While forming groups may benefit the reproductive success of individuals as there are more potential mates, consequentially individuals may also have increased competition between one another to successfully find a mate and reproduce. This means some individuals will have a reduction in their reproductive success as it now competes with other group members. An example can be seen in a study conducted on the Eurasian badger (Meles meles). This study showed that females belonging to a large group of badgers had a higher failure rate of reproduction in comparison to badgers living in solitary. Therefore, some individuals may actually show reduced reproductive success while living in a group despite the increased presence of potential mates.

=== Stress ===
It is clear that animals that form groups need to maintain a group size around an optimal level.
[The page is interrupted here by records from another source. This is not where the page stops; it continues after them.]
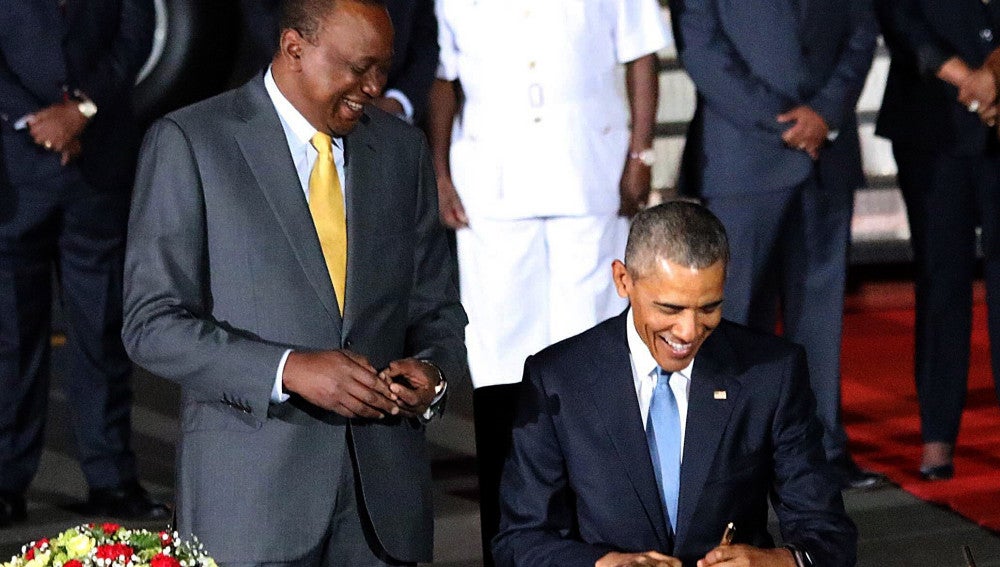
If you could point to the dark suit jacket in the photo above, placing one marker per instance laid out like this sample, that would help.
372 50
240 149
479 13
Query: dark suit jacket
751 60
579 481
97 46
224 271
919 110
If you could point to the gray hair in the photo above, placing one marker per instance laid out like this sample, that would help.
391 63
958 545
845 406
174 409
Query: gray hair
680 231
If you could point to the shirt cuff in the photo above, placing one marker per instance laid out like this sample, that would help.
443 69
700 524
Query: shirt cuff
404 101
277 394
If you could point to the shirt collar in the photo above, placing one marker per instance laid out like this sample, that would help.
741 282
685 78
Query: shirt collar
296 124
642 360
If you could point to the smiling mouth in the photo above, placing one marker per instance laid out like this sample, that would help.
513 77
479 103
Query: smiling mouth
677 348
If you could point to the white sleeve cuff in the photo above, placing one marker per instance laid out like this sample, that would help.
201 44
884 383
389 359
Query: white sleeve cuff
277 394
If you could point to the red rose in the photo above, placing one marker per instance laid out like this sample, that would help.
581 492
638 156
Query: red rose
162 560
114 551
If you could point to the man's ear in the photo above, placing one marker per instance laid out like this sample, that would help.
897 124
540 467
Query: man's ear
622 279
290 47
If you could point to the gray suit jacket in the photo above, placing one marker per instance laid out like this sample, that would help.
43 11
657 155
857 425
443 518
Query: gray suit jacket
224 272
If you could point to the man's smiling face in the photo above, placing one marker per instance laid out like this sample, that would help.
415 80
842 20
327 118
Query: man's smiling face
675 307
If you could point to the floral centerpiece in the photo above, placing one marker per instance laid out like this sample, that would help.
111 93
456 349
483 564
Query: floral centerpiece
111 545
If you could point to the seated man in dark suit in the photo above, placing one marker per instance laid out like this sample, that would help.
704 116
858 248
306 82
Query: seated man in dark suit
637 441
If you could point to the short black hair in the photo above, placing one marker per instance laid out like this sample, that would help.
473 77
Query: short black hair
304 16
681 231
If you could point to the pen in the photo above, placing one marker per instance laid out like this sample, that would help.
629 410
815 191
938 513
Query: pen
727 536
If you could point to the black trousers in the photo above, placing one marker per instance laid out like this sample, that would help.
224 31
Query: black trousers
63 223
493 408
946 198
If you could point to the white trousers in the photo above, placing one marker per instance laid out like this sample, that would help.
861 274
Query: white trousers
527 283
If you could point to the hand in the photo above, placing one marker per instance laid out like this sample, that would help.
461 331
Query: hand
808 131
413 382
738 555
616 559
988 115
389 104
340 381
450 205
977 90
55 126
634 187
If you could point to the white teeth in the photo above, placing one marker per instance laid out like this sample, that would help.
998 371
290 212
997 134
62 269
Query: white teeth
678 347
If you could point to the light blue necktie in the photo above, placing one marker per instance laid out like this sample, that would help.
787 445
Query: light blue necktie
663 433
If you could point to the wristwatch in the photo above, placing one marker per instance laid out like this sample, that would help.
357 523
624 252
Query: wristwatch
437 406
646 156
86 106
801 556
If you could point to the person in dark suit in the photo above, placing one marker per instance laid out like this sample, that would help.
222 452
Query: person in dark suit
286 267
773 150
599 475
69 142
414 60
949 172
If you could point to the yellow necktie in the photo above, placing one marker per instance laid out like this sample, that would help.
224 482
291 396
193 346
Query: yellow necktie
326 204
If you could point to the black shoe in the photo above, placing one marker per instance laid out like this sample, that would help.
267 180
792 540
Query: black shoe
853 477
12 508
939 472
128 502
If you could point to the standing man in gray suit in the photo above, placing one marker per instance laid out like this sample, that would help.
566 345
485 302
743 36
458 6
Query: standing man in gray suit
299 291
773 150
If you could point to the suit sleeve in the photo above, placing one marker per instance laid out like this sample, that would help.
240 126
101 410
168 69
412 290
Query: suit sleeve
417 72
168 327
721 76
113 74
807 497
905 26
537 516
437 320
836 101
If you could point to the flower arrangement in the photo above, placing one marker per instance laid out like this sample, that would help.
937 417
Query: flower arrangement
111 545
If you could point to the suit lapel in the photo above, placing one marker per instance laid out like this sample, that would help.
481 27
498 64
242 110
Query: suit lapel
264 147
359 174
613 394
707 418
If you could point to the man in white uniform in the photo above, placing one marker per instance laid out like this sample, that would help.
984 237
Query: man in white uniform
536 177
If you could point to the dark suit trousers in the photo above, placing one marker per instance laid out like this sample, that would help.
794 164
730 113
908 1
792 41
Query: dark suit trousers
789 246
62 222
946 197
493 413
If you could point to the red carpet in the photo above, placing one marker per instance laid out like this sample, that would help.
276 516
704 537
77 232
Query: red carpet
880 404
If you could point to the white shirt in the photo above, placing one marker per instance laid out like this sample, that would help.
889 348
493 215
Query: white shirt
544 128
298 134
645 371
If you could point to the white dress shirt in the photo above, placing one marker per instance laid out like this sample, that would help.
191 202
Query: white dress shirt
644 374
298 134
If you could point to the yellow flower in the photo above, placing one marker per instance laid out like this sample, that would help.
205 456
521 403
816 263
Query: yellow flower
40 560
78 546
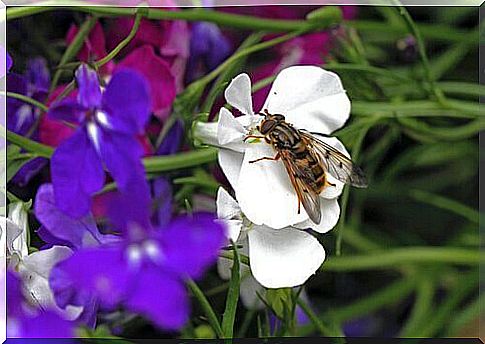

Individual group members in group sizes much larger or smaller than the optimum may have increased stress levels. Individuals in groups much larger than their optimum group size may have increased stress levels due to competition for food resources or mates. In contrast, individuals in groups smaller than their optimum have increased stress levels arising from inadequate defense from predators. An example of this can be seen in a study conducted on a species of ring-tailed lemurs (Lemur catta). This study predicted that the optimum group size of ring-tailed lemurs is 10-20 individuals. The study then showed that groups within the optimum group size produced the lowest level of cortisol (an indicator of stress), while groups larger or smaller than the optimum group size had a significant increase in cortisol production. Therefore, group sizes that are not maintained within their optimum size may incur a cost of increased stress levels of individuals within those groups.

=== Inbreeding ===
Another proposed cost of group living is the increased risk of inbreeding. As members of the group in close proximity to one another over long periods of time, this increases the chances that offspring of the group may mate with related individuals. Offspring resulting from inbreeding have an increased chance to be affected by recessive or deleterious traits, thus reducing its survivability and ability to reproduce. The risk of inbreeding however, is only prevalent in smaller, isolated groups, as larger group sizes dilutes the chance of an individual mating with its relatives.